In your video latent extraction script your have the following:

ANNO_FILE=annotation/video_text.jsonl
WIDTH=640
HEIGHT=384
NUM_FRAMES=121
  • This seems to be for the 384 model. Should that be changed for the 768 model?
  • Also, 121 frames is about 5 seconds at 24fps, which matches the 384 model. Should that be changed to 240 frames (10s) for the 768 model?
  • Is the ANNO_FILE meant to point to an empty file, which then gets populated by your script?
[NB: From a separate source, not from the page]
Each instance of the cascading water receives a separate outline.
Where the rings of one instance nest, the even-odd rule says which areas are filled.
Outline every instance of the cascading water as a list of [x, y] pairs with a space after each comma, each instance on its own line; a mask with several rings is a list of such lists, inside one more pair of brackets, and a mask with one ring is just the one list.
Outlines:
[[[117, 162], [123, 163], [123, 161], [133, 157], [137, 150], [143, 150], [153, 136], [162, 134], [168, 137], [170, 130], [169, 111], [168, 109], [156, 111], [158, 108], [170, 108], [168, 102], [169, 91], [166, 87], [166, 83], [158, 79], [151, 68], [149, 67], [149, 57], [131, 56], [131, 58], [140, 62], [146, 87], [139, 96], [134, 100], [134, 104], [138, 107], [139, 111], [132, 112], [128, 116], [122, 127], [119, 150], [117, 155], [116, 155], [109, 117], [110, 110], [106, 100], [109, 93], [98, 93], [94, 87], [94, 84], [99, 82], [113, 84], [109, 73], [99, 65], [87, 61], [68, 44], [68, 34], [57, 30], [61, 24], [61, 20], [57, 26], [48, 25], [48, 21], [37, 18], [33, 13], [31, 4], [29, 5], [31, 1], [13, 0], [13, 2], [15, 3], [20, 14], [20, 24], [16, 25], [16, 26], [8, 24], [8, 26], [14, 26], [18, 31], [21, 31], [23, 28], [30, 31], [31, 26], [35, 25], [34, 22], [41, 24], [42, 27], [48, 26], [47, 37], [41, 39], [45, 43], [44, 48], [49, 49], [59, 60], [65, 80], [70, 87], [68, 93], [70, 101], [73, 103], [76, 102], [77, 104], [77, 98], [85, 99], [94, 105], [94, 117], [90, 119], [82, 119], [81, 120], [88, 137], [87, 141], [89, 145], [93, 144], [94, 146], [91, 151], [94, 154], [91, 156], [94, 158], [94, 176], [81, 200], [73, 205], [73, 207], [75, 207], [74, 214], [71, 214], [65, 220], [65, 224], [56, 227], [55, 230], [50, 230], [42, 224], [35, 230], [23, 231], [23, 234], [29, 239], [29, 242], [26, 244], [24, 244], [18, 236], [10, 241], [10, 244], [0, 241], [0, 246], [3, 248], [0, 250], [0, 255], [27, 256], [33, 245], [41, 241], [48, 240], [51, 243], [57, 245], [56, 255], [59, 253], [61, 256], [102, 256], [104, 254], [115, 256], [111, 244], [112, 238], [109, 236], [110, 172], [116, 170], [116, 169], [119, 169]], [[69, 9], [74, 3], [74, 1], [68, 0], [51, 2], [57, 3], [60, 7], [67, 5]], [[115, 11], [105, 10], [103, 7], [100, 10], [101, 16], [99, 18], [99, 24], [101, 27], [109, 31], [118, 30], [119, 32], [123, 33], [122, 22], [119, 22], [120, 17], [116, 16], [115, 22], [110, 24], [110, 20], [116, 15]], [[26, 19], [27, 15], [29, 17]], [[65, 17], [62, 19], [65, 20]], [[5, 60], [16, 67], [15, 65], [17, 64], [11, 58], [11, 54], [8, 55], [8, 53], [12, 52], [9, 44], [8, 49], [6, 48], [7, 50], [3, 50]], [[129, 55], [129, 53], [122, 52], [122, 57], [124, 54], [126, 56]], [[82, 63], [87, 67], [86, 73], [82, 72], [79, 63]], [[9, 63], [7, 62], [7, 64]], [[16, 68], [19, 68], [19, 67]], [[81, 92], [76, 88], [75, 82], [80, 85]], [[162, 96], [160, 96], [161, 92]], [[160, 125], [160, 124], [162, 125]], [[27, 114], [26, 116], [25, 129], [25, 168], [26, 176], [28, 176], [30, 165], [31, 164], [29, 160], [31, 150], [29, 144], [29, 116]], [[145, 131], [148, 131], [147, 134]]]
I'm confused, because otherwise, you would be stuck in a catch 22. Because your video_text.jsonl is meant to be the following format:
{"video": video_path, "text": text prompt, "latent": extracted video vae latent, "text_fea": extracted text feature}
As seen in this link. But how can you have video latent, if you're using the script to get the video latent... or am i missing something?
Are we mean to start with a basic annotation file like:

{"video": "/path/to/video1.mp4", "text": "A dog running in the park"}
{"video": "/path/to/video2.mp4", "text": "A car driving down the street"}

From your experience in training the original SD3 based model and from mini_flux:
what is the best format for the 768 model, for example:
What is the ideal length (frames) of each video?
What is the ideal frame rate for each video?
What is the ideal height for each video?
Is there a character limit to the captioning?
is there an ideal dataset size for a training run?

I'm also curious about experimenting with 360 video data sources, such as fisheye videos, cubemap videos, and equirectangular videos. These may require a different aspect ratio from 16:9 or 1:1, such as 2:1. Any thoughts/tips on how to best achieve good results? I would imagine, i may need to fine-tune the VAE for that.

Thanks in advance for your help, and thanks for sharing your code and scripts with the community. Awesome work.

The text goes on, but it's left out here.